As different organizations collect data, quality standards may vary between the entities. This throws off any chance of collaboration right from the beginning. Most organizations have a methodology of data governance that determines data quality according to that particular organization’s standards, but these vary between organizations.
For example, during the pandemic, COVID-19 reporting was complicated because states collected and submitted data without a single standard format. This made it challenging to identify key trends quickly, understand how the pandemic affected different locations and demographics, and deliver rapid response times.
A data operating system helps organizations improve their data health by understanding what data they have, where it comes from, who is using it, and—most importantly—why. It provides an “operational layer” or a connective tissue that doesn’t require replacing existing systems.
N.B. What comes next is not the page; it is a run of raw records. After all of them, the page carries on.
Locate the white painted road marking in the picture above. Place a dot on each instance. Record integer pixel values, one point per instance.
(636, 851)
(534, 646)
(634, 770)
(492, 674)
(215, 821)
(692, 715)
Instead, it enables each organization to create a cohesive architecture that ensures data consistency. This also allows public health organizations to reach vulnerable populations thanks to accurate, high-quality data.
Interoperability between public health tools and services helps organizations themselves become interoperable. Key groups must collaborate and connect regardless of what infrastructure they use.
Barriers to interoperability caused multiple reporting challenges and blocked states from moving quickly during the pandemic. In future disruptions, the problem only worsens. Citizens expect governing bodies and public health organizations to mobilize quickly to deflect and mitigate some of the worst aspects of disruption, but this is only possible with an interoperable system.
In addition, citizens themselves must be able to leverage online portals to find information quickly in order to reduce misleading and false information. These portals could also provide a level of autonomy for applying for and receiving services.
A data operating system can connect these different systems without needing massive downtime to install or set up. In addition, a data operating system that doesn’t rely on heavy coding expertise to query allows more people to take advantage of it—instead of just those with technical knowledge.
Public health organizations must customize their IT infrastructure for the needs of public health. Many states were still manually processing health records at the beginning of the pandemic and weren’t able to quickly set up an infrastructure that met their needs. Once again, this slowed down recovery efforts and efforts to get services to vulnerable populations.
A data operating system offers government and public health organizations a way to customize an IT infrastructure for the specific needs of a public health entity. It can leverage the tools and services in place, including legacy systems that still contain relevant data. It can standardize data collection. It can cut down on errors from manual data collection and cleaning.
Health data is highly sensitive. With a central governance process, healthcare and state officials can protect data without preventing full usage for those with the proper clearance. It can also help support the use of cutting-edge technologies such as AI by powering it with consistently clean, high-quality data in near real-time.
DataOS is the only data operating system designed as a single, holistic solution capable of working out of the box. It doesn’t require massive restructuring, complicated retrofitting, or decommissioning existing tools.
With customizable dashboards and attribute-based governance, users can find what data is available to them, build pipelines without complex coding, and get insights using quality data. Public health entities will finally have the opportunity to build an architecture custom-suited for public health needs.